The Coast Guard said at a news conference that an assessment team had been checking the condition of the ship and weather conditions in preparation for the move.
With the bow still containing about 135,000 gallons of oil, Navy officials believe sinking the 440-foot front section will help contain the sticky liquid.
"This oil is already thick and viscous. If you get it down to these depths, about 5,000 feet, it will be very cold and under pressure, which will help immobilize it and contain it," Coast Guard Lt. Commander Ed Parsons said.
Officials initially believed less than 40,000 gallons of fuel oil had spilled.

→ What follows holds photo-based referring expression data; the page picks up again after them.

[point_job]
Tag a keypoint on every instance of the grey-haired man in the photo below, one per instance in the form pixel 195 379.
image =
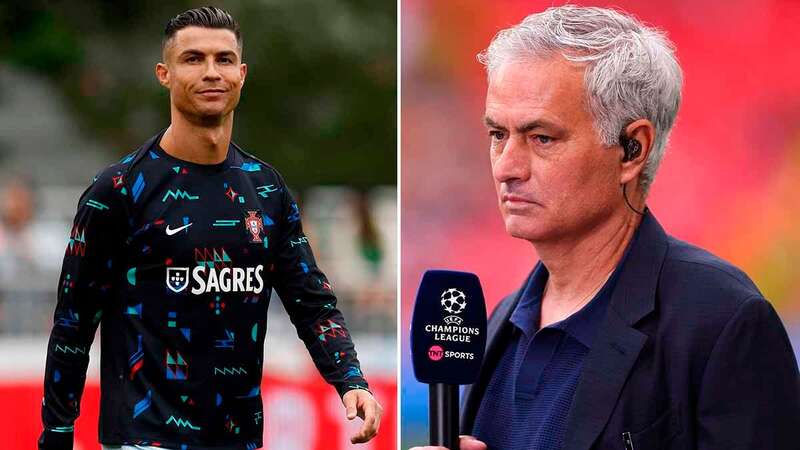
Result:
pixel 622 337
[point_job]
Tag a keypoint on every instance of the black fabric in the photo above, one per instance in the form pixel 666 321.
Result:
pixel 181 366
pixel 688 355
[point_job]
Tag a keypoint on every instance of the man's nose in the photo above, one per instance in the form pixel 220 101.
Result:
pixel 513 161
pixel 211 71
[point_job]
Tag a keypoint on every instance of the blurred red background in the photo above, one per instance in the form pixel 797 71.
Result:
pixel 728 182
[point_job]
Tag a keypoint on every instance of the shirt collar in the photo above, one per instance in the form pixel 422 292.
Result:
pixel 581 325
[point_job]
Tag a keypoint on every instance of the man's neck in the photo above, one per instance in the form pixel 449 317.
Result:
pixel 196 142
pixel 577 265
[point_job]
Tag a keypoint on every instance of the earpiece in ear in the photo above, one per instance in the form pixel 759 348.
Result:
pixel 630 146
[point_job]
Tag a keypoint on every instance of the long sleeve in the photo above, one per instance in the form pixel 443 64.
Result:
pixel 750 395
pixel 86 283
pixel 311 304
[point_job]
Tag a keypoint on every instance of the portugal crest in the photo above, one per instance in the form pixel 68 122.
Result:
pixel 177 278
pixel 254 225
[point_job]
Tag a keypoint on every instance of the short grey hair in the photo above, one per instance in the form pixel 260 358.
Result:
pixel 631 69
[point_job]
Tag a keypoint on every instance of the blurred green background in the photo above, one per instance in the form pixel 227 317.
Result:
pixel 319 102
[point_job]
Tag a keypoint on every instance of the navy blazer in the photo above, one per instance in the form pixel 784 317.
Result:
pixel 689 356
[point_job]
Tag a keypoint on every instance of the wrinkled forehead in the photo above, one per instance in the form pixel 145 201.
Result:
pixel 205 40
pixel 535 86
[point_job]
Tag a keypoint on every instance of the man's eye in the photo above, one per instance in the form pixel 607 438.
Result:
pixel 497 135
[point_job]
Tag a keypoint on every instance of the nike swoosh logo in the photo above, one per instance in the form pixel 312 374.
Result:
pixel 176 230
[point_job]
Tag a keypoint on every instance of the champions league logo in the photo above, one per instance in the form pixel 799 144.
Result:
pixel 453 302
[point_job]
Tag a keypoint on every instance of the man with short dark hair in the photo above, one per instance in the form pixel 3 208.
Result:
pixel 176 249
pixel 622 337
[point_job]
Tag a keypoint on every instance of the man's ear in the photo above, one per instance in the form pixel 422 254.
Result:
pixel 162 74
pixel 641 130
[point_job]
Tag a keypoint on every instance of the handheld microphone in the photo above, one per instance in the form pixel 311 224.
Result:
pixel 448 339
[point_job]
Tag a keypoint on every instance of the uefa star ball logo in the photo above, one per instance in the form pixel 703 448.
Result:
pixel 453 302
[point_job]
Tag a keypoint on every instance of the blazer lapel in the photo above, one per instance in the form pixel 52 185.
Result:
pixel 497 334
pixel 618 343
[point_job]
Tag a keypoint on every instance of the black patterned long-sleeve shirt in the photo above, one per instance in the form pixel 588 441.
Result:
pixel 177 261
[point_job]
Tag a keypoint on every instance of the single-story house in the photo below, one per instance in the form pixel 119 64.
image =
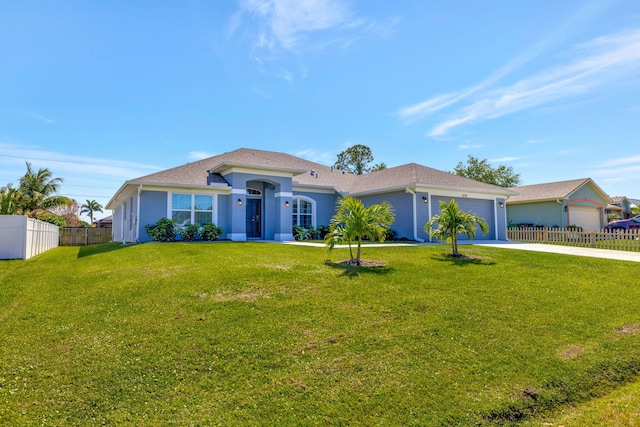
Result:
pixel 105 222
pixel 254 194
pixel 619 208
pixel 559 204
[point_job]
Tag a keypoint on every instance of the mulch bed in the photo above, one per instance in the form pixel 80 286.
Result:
pixel 363 263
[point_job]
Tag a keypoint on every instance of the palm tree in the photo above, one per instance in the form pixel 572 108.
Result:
pixel 91 207
pixel 453 221
pixel 9 200
pixel 354 221
pixel 39 191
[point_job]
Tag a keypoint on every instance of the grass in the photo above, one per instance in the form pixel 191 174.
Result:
pixel 259 333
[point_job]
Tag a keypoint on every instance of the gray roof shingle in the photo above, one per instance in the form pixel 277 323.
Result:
pixel 549 191
pixel 411 174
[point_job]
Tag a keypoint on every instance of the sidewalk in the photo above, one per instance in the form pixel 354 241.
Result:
pixel 566 250
pixel 533 247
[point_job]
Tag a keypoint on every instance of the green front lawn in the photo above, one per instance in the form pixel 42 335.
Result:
pixel 260 333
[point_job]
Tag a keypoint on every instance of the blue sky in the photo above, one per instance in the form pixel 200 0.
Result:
pixel 102 92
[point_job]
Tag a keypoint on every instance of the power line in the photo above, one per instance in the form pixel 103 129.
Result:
pixel 76 163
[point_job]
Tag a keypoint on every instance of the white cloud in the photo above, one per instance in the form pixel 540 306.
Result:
pixel 62 164
pixel 285 24
pixel 602 63
pixel 505 159
pixel 623 161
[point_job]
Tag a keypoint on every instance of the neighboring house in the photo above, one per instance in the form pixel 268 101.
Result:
pixel 261 195
pixel 619 208
pixel 559 204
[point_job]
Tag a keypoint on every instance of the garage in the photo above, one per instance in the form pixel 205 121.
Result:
pixel 586 217
pixel 482 208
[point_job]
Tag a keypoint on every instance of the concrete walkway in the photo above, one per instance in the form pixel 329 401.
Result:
pixel 566 250
pixel 533 247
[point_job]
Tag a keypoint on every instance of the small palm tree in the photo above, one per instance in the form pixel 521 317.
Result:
pixel 355 222
pixel 38 191
pixel 453 221
pixel 91 207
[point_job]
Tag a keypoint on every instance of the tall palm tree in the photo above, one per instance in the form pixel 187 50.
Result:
pixel 39 190
pixel 453 221
pixel 9 200
pixel 91 207
pixel 354 221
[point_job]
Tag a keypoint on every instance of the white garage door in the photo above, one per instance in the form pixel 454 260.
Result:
pixel 586 217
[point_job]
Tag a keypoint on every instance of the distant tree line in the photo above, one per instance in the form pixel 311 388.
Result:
pixel 37 197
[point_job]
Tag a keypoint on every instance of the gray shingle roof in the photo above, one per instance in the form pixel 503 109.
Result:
pixel 550 191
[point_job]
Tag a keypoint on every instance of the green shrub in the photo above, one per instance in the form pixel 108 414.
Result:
pixel 162 231
pixel 52 219
pixel 302 233
pixel 190 232
pixel 210 232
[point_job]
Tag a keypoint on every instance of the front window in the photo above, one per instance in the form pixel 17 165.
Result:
pixel 302 213
pixel 189 209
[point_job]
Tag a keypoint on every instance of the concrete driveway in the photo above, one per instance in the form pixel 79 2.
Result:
pixel 565 250
pixel 533 247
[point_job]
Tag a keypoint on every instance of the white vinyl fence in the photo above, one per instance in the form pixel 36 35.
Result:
pixel 22 237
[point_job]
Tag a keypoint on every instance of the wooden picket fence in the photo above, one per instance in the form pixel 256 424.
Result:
pixel 622 240
pixel 84 236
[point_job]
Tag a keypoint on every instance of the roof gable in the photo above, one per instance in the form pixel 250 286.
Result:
pixel 306 173
pixel 559 190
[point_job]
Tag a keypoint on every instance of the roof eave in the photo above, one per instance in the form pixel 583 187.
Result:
pixel 224 166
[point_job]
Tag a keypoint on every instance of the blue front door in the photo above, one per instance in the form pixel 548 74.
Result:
pixel 254 218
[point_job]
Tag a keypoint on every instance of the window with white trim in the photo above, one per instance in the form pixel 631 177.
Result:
pixel 189 209
pixel 302 213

Between the oil still aboard the Japanese-owned ship and the oil that spilled, less than half of the nearly 400,000 gallons that on the New Carissa was burned off in fires ignited by a Navy explosives team last week.
The ship broke into two pieces after the crews used napalm and explosives to try to burn off its fuel cargo. The burning, the first such attempt in the continental United States, was considered the best hope of averting an environmental disaster along the south Oregon coastline. The beaches are home to rich marine life and rare bird species.
A memo cited in today's edition of The Oregonian says the Environmental Protection Agency has waived all environmental permits required for scuttling the ship because the Coast Guard has declared a state of emergency.
Plans to move the fractured ship's smaller stern portion had not yet been made as of Wednesday.
The New Carissa ran aground off the north entrance to Coos Bay on Feb. 4 while the crew was trying to wait out a storm. After a week of pounding surf, officials decided that torching the ship was the only way to save beaches from a disastrous spill.
The nearby beach is home to the Western snowy plover, a small shorebird protected as a threatened species under the Endangered Species Act. Only about 100 breeding pairs can be found in Oregon.
"Their nesting season is due to start mid-March. A long-term removal project in the area where they're due to be nesting is a great consideration," Parsons said.
Teams have found 42 dead birds, 20 with obvious signs of oil. None were snowy plovers. Twelve birds, including nine snowy plovers, are in rehabilitation.